5分後フセインは二基目の発射を命令した。

 

 

 

 

歴史的なイスラムのユダヤへの核攻撃の瞬間は克明にビデオに写し

 

取られている。イスラムの英雄サダムフセインの決定的瞬間、

 

しかしこれも発射しない。

 

 

 

 

フセインは司令塔から降りてくると第三基目の赤いボタンの前に立った。

 

カメラに向かい握りこぶしを作って全国民に訴える。

 

ついにフセイン自ら第三基目の赤いボタンを押した。

 

 

 

 

決定的瞬間はそれでも起きなかった。

 

唖然として空を見つめるサダムフセインイラク大統領。

 

 

 

 

ヨルダン国境では午後8時30分、あわただしく3基のミサイルの

 

再チェックがなされていた。原因はいまだ全く不明だ。

 

バグダッドの緊急指令で発射は中止直ちにシェルターへ帰還せよ、

 

とのことだったがその混乱ぶりは激しく慌ただしかった。

 

 

 

 

天空の偵察衛星はそれを見逃さなかった。克明に追跡アプローチ、

 

ズームアップされて直ちにペンタゴンCIA情報分析局へ。

 

国防省から大統領へ緊急連絡が入る。

 

 

 

 

「イラクが軍事行動を開始しました。
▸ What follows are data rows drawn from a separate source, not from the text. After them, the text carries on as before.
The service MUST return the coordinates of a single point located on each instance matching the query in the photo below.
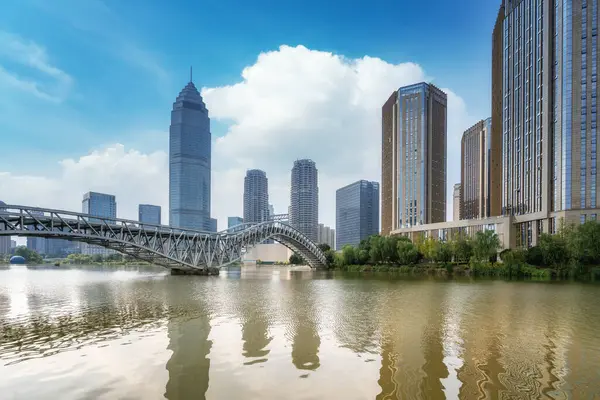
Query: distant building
(98, 205)
(456, 203)
(234, 221)
(5, 245)
(189, 161)
(326, 235)
(356, 212)
(213, 225)
(304, 198)
(256, 196)
(149, 214)
(413, 176)
(479, 185)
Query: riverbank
(479, 270)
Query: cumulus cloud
(47, 81)
(301, 103)
(128, 174)
(291, 103)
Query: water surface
(276, 333)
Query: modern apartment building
(189, 162)
(234, 221)
(356, 212)
(414, 126)
(304, 198)
(480, 187)
(456, 202)
(549, 112)
(256, 196)
(149, 214)
(326, 235)
(99, 205)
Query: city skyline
(139, 120)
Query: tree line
(572, 252)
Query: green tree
(554, 249)
(296, 259)
(462, 249)
(407, 252)
(485, 245)
(30, 256)
(442, 252)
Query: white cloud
(130, 175)
(301, 103)
(44, 80)
(292, 103)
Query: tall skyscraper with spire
(189, 161)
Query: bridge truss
(157, 244)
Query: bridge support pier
(201, 272)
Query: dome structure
(17, 260)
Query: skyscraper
(4, 240)
(149, 214)
(234, 221)
(456, 202)
(256, 196)
(98, 205)
(189, 161)
(356, 212)
(480, 183)
(304, 198)
(549, 112)
(413, 157)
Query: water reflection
(289, 335)
(189, 364)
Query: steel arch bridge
(158, 244)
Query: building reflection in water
(255, 312)
(304, 323)
(188, 334)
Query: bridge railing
(71, 217)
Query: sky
(87, 86)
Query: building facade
(326, 235)
(456, 203)
(304, 198)
(549, 113)
(480, 183)
(256, 196)
(189, 162)
(414, 129)
(234, 221)
(149, 214)
(98, 205)
(356, 212)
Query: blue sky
(121, 63)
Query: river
(276, 333)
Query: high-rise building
(326, 235)
(4, 240)
(149, 214)
(256, 196)
(413, 174)
(304, 198)
(234, 221)
(479, 187)
(98, 205)
(189, 161)
(356, 212)
(456, 202)
(549, 112)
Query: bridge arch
(157, 244)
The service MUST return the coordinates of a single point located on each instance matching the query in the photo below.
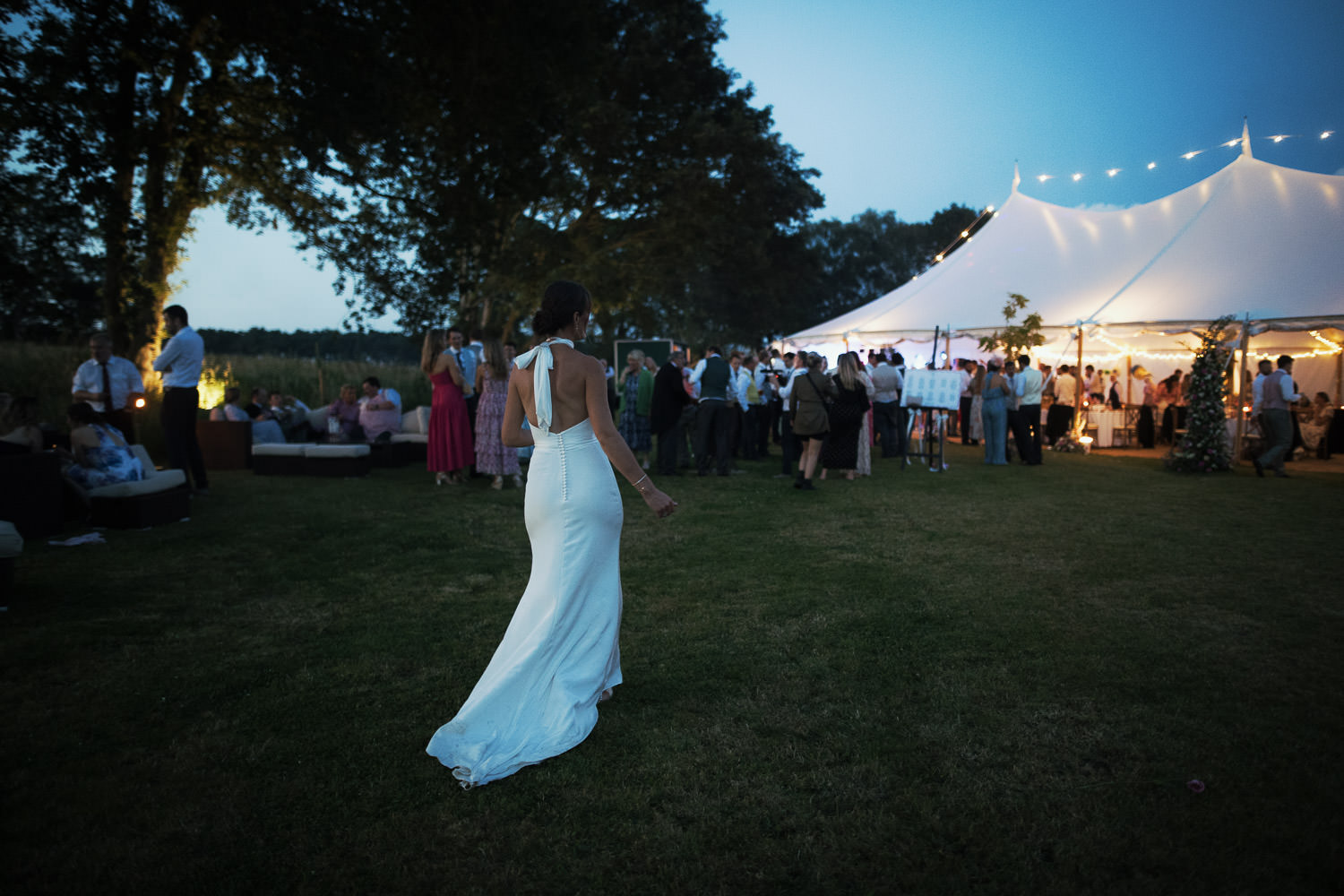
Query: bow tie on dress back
(540, 378)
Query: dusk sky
(910, 107)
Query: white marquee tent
(1255, 241)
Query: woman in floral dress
(492, 455)
(99, 454)
(636, 392)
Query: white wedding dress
(538, 696)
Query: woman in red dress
(449, 429)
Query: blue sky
(910, 107)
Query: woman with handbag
(811, 424)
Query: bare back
(572, 379)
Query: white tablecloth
(1107, 422)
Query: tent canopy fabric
(1255, 241)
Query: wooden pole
(1078, 382)
(1241, 414)
(1339, 379)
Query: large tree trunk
(123, 151)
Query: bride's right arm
(511, 430)
(617, 452)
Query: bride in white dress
(561, 653)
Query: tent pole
(1339, 379)
(1241, 416)
(1078, 381)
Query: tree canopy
(445, 160)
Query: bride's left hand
(659, 503)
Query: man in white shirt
(886, 405)
(109, 384)
(1266, 368)
(788, 444)
(1027, 386)
(1277, 398)
(179, 363)
(467, 360)
(964, 373)
(1061, 418)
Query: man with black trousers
(669, 398)
(714, 421)
(1027, 386)
(179, 363)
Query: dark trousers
(668, 445)
(750, 441)
(1059, 419)
(1029, 417)
(685, 450)
(886, 422)
(1019, 433)
(788, 445)
(1279, 437)
(1147, 432)
(765, 422)
(179, 421)
(714, 435)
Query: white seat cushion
(416, 422)
(335, 450)
(276, 449)
(156, 481)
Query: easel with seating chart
(930, 394)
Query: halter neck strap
(542, 378)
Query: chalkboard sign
(932, 389)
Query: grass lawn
(995, 680)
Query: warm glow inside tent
(1255, 241)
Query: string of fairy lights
(1099, 335)
(968, 234)
(1124, 351)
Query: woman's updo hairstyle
(559, 304)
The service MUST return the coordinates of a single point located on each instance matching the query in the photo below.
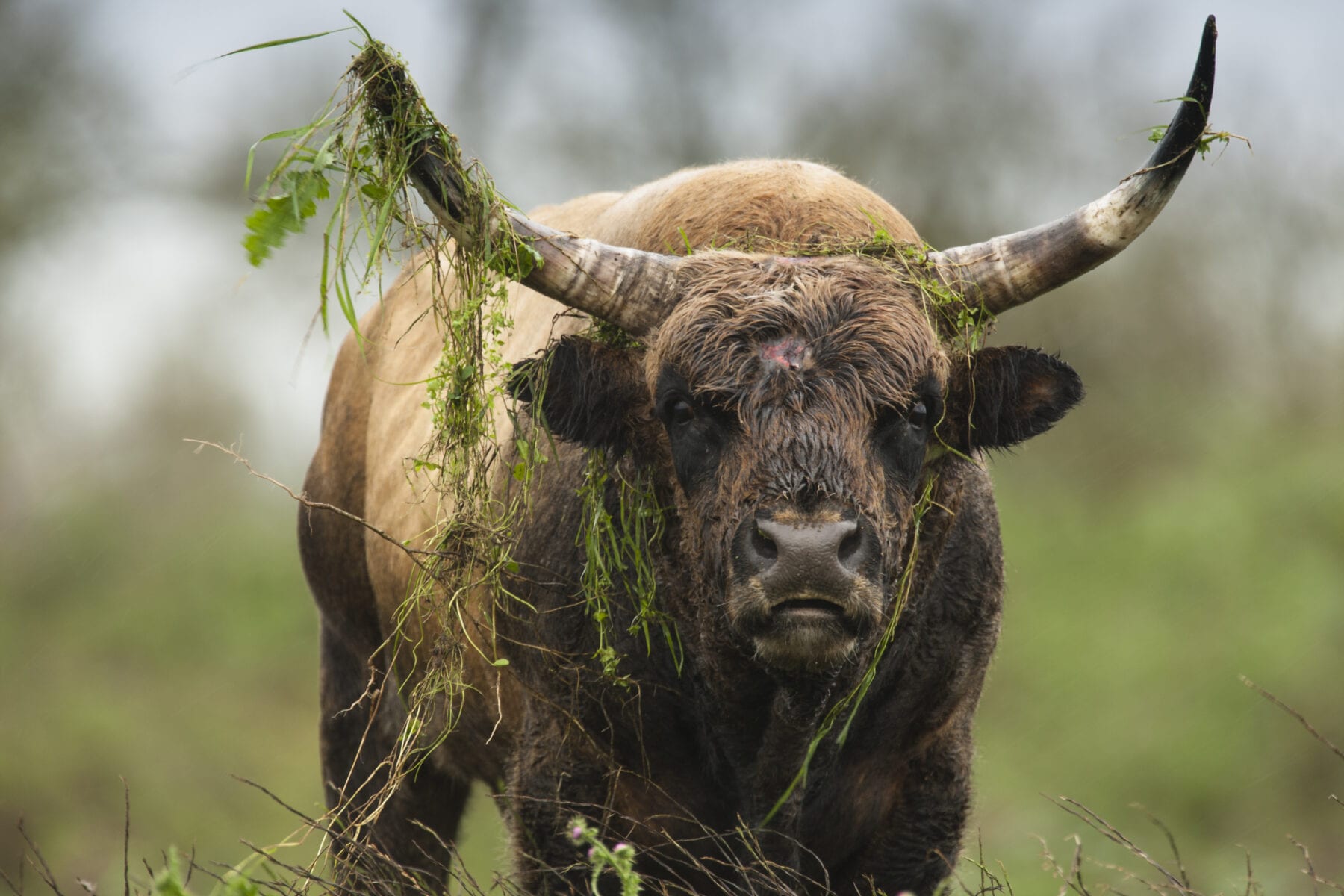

ヨルダン国境に3基の

 

スカッドミサイルが慌ただしい動きをしています」

 

 

 

 

映像と国防省長官からの詳しい説明が入る。中東キプロス、

 

トルコ、サウジアラビア、クェートの米国軍、ペルシャ湾の

 

空母エンタープライズ、米国3軍は直ちに臨戦態勢に入る。

 

 

 

 

大統領の一言の命令で戦闘開始である。1991年の湾岸戦争でも

 

壊滅できなかったフセイン体制、テロの温床、父の代からの仇敵。

 

休戦協定に違反して国連の核査察をこの数年ずっと拒み続けてきた

 

サダムフセインはいったい何をしようとしているのか?

 

 

 

 

スカッドミサイルの動きはまさに異常であった。

 

大慌てでシェルターに身を隠そうとしているのだ。

 

 

 

 

米大統領の決断を高官たちがかたずをのんで見守っている。

 

「大統領ご決断を。イラク総攻撃のご決断を!」

 

 

 

 

大統領が何かつぶやいた。

 

「ナムストーン」

 

「え?ナムストーン?」

 

高官たちが顔を見合わせ一瞬の沈黙が流れる。

 

 

 

 

大統領が声を発した。

 

「ちょっと待ちたまえ諸君!総攻撃は中止だ!」

 

とその時緊急直接電話が入った。

 

 

 

 

バグダッドに潜伏中のCIA局員から大統領に直接電話だ。

 

電話の声は諜報員らしからず興奮してかん高かった。

 

 

 

 

「大統領!たったいまイラクのサダムフセインが自殺しました!

 

イラクのフセイン大統領がピストル自殺しました。確実な情報です。

 

フセインはたった今バグダッドの国防省内作戦室にて自ら

 

 

 

 

短銃を口内に向け発射し自殺しました。即死です。ビデオ映像を

 

送ります。さらに重大な発表があります。3基の核弾頭を積んだ

 

スカッドミサイルがこれもたった今ヨルダン国境沿いのシェルター

 

にて3基とも反フセインの部隊によって拘束されました。

 

 

 

 

繰り返します。イラクフセイン大統領はたった今バグダッドの

 

国防省内作戦室にて核を搭載した3基のスカッドミサイルの発射に

 

失敗し反フセイン高官メンバーによって取り囲まれ、銃を抜いて

 

 

 

 

対峙する形になりましたが、フセイン側の高官全員が降伏すると

 

同時にフセインは手に持った短銃を口内に突っ込み、自ら発射して

 

即死しました。今現場の映像が送られていると思います。